At first, when I had my child, I considered not lying about Santa. I thought it might be better to be truthful…to never lie about Santa and take all of the credit for everything done on Christmas Eve. I thought I’d save my child the devastation and sense of betrayal that follows the realization of the lie of Santa. We decided to continue the tradition of Santa for our child. 

For all parents that participate in Santa, it is a sacrifice that we face each year. We work hard for what we get only to give some fake guy in a red velvet suit all of the credit. Why do we do this? Why do we lie? It is a lesson teaching the importance of selfless giving. We sacrifice the reciprocity involving the “Oh thank you mommy and daddy! I love it so much! I love you!” moment allowing the joy to fall on the child of knowing that someone other than parents and family loves him/her. This is something the child may never appreciate until older and/or have a child of his/her own.

Throughout our lives with our children, we give everything to them and ask for nothing in return. We do not want gifts. We want hugs, kisses, love. We want lasting moments. Our children freely give these things to us and do so without gifts.

 My child is now at an age where things are steadily becoming clear. My child is walking around the house leaving coins here and there saying “The Christmas Cat” has left us gifts. The lessons of selfless giving are being instilled in my child. Santa is still real at this time, but my child is clever. This may be the last year of Santa. My child is kind and loving. I wonder if my child will discover the Santa lie and pretend to believe for my and my husband’s benefit. It would befit my child’s nature. It makes me sad and proud.
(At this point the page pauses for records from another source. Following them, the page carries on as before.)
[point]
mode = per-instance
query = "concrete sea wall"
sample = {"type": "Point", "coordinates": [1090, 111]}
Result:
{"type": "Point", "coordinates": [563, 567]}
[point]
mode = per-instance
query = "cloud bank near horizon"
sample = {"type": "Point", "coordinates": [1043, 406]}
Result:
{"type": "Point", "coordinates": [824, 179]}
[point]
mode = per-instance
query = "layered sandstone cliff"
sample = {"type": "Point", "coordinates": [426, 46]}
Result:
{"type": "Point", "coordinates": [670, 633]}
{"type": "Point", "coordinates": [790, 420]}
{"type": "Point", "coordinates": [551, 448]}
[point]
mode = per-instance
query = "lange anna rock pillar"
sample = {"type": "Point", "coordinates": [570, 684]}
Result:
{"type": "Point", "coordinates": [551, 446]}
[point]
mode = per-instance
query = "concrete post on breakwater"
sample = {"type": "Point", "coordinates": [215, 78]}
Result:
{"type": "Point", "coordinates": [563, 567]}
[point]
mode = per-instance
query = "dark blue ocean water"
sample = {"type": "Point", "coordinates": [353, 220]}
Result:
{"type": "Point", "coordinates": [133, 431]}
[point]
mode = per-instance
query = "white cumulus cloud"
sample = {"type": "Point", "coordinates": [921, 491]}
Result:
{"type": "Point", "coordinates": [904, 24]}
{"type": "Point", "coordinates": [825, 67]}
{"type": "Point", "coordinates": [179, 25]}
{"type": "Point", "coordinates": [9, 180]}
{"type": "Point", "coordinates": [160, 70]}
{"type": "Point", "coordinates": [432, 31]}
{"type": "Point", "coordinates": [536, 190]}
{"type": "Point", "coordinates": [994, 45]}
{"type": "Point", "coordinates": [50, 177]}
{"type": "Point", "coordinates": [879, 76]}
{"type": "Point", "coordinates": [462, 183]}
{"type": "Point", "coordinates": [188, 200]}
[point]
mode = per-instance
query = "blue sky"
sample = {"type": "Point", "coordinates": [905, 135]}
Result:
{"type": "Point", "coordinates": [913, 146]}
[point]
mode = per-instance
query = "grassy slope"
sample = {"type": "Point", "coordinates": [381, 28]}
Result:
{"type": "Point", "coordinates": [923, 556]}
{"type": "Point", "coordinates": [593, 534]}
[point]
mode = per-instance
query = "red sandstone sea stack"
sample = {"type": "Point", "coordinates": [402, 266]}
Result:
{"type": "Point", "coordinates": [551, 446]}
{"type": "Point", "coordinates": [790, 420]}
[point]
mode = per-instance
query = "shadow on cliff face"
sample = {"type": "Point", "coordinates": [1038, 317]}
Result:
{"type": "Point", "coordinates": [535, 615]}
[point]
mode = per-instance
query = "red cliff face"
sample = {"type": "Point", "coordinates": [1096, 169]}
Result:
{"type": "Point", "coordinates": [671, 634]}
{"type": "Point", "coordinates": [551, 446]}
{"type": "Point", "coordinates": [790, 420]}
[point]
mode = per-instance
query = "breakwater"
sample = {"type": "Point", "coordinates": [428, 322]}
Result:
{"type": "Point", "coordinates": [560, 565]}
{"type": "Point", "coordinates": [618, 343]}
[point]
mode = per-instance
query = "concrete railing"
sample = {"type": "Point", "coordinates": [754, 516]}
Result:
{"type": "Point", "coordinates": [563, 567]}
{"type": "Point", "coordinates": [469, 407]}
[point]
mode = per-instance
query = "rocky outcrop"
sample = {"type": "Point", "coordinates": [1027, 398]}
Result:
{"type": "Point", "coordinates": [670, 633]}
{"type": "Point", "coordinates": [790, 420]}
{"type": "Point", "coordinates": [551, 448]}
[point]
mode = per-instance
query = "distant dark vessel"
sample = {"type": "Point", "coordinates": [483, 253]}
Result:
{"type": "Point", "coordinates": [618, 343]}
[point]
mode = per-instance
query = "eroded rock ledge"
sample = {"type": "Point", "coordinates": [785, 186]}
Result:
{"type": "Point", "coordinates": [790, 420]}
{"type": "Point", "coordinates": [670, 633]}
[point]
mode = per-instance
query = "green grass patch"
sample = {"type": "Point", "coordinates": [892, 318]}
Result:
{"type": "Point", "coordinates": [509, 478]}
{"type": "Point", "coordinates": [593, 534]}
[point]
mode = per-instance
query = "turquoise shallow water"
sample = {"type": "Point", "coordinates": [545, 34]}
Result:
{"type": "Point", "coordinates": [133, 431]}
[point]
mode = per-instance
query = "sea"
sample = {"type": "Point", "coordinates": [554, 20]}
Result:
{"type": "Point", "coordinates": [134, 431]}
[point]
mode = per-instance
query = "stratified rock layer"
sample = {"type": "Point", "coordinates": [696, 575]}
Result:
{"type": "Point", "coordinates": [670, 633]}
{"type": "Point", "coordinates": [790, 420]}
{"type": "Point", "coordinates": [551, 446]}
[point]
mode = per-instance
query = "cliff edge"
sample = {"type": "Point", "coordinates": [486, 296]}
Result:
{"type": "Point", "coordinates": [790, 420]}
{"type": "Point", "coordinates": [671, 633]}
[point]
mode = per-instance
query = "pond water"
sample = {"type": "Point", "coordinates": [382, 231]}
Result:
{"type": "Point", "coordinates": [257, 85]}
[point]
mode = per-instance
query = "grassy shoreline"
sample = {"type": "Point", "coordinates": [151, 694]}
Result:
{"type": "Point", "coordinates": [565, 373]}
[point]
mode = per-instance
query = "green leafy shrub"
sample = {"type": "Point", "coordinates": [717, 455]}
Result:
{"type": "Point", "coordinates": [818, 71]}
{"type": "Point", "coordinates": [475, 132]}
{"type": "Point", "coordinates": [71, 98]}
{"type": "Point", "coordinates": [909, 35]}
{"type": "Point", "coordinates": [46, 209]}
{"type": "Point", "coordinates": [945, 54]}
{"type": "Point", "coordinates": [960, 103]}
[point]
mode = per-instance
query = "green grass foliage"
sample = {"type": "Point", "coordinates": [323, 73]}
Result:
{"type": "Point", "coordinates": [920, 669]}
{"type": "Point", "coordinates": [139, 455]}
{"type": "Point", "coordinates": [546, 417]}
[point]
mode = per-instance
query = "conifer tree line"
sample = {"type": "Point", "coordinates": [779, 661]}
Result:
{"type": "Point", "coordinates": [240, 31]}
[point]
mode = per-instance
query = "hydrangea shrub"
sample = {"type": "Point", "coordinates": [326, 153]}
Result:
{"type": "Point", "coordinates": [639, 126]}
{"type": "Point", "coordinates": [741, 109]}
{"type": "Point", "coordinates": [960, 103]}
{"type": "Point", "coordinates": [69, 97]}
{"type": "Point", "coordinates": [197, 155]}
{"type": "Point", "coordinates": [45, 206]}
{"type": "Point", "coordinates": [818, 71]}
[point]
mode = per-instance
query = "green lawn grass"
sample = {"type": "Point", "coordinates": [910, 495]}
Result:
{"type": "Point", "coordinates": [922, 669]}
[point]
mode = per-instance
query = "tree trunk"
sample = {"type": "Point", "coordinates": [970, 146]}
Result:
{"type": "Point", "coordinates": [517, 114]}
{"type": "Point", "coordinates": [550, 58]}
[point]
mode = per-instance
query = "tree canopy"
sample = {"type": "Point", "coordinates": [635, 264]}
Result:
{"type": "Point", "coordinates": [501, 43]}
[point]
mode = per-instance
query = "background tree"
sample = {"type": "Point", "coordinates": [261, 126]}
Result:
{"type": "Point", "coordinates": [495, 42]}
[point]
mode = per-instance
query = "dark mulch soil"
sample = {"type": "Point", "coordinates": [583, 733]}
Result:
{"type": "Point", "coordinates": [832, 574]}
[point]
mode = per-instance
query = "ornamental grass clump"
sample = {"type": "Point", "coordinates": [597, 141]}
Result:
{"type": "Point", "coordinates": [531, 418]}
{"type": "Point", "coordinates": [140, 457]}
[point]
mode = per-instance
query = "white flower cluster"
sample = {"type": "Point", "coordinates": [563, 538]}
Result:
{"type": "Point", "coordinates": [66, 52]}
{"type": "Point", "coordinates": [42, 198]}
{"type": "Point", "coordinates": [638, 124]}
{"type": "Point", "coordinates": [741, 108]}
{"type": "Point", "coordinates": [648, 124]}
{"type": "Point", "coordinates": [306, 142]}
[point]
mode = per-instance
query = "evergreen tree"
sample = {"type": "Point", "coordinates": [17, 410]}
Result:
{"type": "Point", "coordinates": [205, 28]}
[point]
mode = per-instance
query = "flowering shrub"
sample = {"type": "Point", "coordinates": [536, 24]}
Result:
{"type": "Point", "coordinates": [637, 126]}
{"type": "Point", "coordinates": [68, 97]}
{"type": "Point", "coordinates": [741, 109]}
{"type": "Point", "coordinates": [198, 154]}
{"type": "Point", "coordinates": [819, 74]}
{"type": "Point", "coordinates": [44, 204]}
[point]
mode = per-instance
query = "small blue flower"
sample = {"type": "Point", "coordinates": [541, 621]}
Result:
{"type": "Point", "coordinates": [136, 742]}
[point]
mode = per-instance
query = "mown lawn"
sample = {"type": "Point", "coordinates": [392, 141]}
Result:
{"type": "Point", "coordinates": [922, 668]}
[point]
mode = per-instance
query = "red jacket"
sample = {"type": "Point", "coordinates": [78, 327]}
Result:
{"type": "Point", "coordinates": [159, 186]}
Why do we give our children the lie of Santa? To give the illusion of magic and selfless giving in a world that tends to be devoid of such things. It will break my child’s heart to learn the lie of Santa…It’s already breaking mine…

In the end all parents are subjected to the Santa Clause…where our hearts will break far more than that of our children’s. Yet it is the bittersweet joy of the short magical time we have with our children that makes such heart break worth the lie.


2 Comments (+add yours?)

  1. Darnack71
    Dec 25, 2010 @ 17:26:45

    This was a very touching and meaningful post. I kept the charade of Santa up for my parents until I was 13 at which point it stopped without any discussions. We both knew at that point that the other knew and it was unspoken that it was time it ended. Why did I continue lying and acting for them? I figured if it meant so much to them to lie to me in the first place, and they always seemed so happy watching me open my gifts from “Santa” that it would be my holiday gift to them to continue the tradition. This of course meant more to my Mother than my father but in the end it was appreciated. And that sentiment was the embodiment of the spirit of selfless giving. Merry Christmas to you and your dear family my friend!